Is there a faster way (than this) to calculate the hash of a file (using hashlib) in Python?


My current approach is this:

def get_hash(path=PATH, hash_type='md5'):
    func = getattr(hashlib, hash_type)()
    with open(path, 'rb') as f:
         for block in iter(lambda: f.read(1024*func.block_size, b''):
             func.update(block)
    return func.hexdigest()

It takes about 3.5 seconds to calculate the md5sum of a 842MB iso file on an i5 @ 1.7 GHz. I have tried different methods of reading the file, but all of them yield slower results. Is there, perhaps, a faster solution?

EDIT: I replaced 2**16 (inside the f.read()) with 1024*func.block_size, since the default block_size for most hashing functions supported by hashlib is 64 (except for 'sha384' and 'sha512' - for them, the default block_size is 128). Therefore, the block size is still the same (65536 bits).

EDIT(2): I did something wrong. It takes 8.4 seconds instead of 3.5. :(

EDIT(3): Apparently Windows was using the disk at +80% when I ran the function again. It really takes 3.5 seconds.
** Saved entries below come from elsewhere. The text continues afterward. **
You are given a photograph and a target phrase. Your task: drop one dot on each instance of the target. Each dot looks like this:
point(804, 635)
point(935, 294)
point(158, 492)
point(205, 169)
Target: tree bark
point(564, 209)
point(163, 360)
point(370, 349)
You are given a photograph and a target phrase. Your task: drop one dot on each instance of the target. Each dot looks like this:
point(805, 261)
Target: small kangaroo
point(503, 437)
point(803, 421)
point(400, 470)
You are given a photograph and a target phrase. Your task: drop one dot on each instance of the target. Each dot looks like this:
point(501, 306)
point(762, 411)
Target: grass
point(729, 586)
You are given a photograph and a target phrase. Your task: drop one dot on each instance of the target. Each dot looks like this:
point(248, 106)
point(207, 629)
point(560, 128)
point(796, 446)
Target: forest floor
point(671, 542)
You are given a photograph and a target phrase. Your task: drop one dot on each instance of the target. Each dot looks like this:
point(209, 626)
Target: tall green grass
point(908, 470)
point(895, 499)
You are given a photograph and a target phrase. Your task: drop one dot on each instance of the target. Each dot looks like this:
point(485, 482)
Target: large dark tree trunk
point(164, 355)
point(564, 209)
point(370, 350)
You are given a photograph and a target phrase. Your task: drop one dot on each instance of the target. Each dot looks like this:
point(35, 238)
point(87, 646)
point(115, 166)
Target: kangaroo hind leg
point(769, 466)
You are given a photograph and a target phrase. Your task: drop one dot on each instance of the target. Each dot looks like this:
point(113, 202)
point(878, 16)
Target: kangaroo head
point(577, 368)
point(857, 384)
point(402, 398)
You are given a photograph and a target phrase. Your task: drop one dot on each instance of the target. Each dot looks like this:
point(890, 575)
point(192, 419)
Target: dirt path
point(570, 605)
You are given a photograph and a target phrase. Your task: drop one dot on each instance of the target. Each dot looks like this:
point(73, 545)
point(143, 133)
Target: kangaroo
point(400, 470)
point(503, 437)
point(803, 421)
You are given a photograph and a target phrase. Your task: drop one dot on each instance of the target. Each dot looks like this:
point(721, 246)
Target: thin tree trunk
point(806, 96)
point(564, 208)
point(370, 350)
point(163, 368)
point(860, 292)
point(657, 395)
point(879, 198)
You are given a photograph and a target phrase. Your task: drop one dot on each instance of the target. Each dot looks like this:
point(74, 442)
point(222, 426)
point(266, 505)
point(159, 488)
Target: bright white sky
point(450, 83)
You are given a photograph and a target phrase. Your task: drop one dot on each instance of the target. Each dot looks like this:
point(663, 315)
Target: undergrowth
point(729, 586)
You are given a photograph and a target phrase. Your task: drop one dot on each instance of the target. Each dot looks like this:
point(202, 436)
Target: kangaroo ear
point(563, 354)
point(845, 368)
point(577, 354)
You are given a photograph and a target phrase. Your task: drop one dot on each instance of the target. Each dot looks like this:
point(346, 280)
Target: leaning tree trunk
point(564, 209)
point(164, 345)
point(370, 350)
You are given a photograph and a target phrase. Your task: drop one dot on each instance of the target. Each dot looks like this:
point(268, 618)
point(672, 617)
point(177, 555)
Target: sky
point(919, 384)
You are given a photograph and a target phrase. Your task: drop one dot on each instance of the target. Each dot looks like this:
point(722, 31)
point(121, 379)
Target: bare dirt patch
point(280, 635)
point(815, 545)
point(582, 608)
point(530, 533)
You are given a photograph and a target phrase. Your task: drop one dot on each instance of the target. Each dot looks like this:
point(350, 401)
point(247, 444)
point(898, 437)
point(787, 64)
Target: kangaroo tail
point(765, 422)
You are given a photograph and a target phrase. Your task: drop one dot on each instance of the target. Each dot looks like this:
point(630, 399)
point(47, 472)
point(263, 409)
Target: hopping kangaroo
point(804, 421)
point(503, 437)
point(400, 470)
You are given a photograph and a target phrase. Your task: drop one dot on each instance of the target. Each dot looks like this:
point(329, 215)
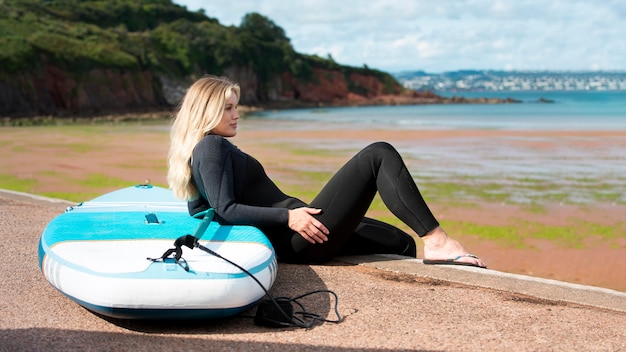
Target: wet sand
point(85, 159)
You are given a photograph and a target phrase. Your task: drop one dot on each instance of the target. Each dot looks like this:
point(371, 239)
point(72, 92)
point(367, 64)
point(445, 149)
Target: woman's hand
point(311, 229)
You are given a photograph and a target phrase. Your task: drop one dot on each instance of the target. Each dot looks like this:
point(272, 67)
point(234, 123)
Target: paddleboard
point(101, 254)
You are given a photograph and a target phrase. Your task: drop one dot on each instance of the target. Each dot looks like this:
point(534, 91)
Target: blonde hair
point(200, 111)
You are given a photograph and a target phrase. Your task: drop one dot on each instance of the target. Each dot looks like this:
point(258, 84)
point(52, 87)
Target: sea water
point(560, 110)
point(519, 168)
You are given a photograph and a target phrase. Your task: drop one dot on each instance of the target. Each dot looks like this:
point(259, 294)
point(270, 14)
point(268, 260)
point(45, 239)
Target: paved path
point(388, 302)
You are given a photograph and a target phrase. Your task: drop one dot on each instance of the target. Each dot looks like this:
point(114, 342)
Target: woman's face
point(228, 125)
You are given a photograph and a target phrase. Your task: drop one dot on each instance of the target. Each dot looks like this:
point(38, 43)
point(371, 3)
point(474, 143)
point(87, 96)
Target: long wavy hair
point(200, 111)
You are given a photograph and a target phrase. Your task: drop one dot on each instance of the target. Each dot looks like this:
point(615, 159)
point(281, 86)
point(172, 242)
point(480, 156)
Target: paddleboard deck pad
point(100, 254)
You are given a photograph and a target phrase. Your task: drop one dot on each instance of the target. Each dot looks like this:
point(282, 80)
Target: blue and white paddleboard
point(96, 253)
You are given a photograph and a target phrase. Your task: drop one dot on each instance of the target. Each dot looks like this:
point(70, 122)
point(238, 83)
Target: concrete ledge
point(527, 285)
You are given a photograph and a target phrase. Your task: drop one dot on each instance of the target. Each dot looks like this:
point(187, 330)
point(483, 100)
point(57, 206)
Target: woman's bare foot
point(439, 246)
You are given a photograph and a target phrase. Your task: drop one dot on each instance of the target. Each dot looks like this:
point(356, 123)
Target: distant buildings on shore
point(512, 80)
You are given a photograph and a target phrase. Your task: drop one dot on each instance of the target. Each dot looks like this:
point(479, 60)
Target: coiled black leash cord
point(273, 312)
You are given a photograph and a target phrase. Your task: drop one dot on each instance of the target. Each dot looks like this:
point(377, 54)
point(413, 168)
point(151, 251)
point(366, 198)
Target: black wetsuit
point(237, 187)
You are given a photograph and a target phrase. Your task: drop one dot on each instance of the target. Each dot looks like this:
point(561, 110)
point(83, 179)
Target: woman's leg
point(376, 237)
point(346, 198)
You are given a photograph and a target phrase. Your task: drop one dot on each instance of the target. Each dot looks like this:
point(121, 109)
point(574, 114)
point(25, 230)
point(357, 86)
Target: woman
point(208, 171)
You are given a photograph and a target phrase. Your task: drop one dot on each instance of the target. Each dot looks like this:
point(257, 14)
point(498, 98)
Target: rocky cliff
point(54, 91)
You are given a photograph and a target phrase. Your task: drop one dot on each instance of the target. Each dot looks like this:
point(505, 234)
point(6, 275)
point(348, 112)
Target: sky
point(446, 35)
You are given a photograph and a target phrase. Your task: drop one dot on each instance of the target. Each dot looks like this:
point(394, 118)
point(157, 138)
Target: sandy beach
point(87, 160)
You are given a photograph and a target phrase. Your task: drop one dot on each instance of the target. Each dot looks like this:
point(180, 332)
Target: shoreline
point(93, 159)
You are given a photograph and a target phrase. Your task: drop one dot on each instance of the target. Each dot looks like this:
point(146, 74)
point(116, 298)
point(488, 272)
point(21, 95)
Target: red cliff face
point(329, 86)
point(53, 91)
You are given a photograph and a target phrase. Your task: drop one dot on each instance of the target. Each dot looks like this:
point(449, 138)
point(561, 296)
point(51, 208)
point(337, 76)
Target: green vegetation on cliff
point(157, 36)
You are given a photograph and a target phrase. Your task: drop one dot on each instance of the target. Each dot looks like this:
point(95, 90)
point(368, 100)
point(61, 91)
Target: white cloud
point(446, 35)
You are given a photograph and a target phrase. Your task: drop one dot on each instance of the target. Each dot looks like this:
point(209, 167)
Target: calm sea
point(571, 110)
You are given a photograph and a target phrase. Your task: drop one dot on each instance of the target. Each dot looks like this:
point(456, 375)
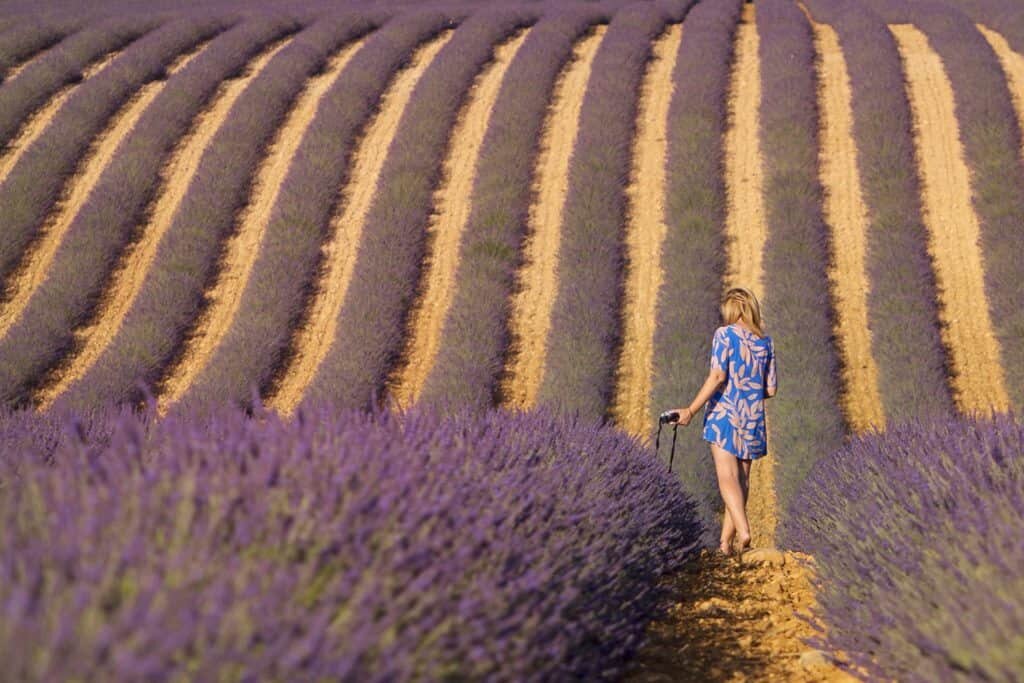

Phew.

Another solution (~-0.5 sec, slightly faster) is to use os.open():

def get_hash(path=PATH, hash_type='md5'):
    func = getattr(hashlib, hash_type)()
    f = os.open(path, (os.O_RDWR | os.O_BINARY))
    for block in iter(lambda: os.read(f, 2048*func.block_size), b''):
        func.update(block)
    os.close(f)
    return func.hexdigest()

Note that these results are not final.


Solution

  • Using an 874 MiB random data file which required 2 seconds with the md5 openssl tool I was able to improve speed as follows.

    • Using your first method required 21 seconds.
    • Reading the entire file (21 seconds) to buffer and then updating required 2 seconds.
    • Using the following function with a buffer size of 8096 required 17 seconds.
    • Using the following function with a buffer size of 32767 required 11 seconds.
    • Using the following function with a buffer size of 65536 required 8 seconds.
    • Using the following function with a buffer size of 131072 required 8 seconds.
    • Using the following function with a buffer size of 1048576 required 12 seconds.
    def md5_speedcheck(path, size):
        pts = time.process_time()
        ats = time.time()
        m = hashlib.md5()
        with open(path, 'rb') as f:
            b = f.read(size)
            while len(b) > 0:
                m.update(b)
                b = f.read(size)
        print("{0:.3f} s".format(time.process_time() - pts))
        print("{0:.3f} s".format(time.time() - ats))
    

    Human time is what I noted above. Whereas processor time for all of these is about the same with the difference being taken in IO blocking.

    The key determinant here is to have a buffer size that is big enough to mitigate disk latency, but small enough to avoid VM page swaps. For my particular machine it appears that 64 KiB is about optimal.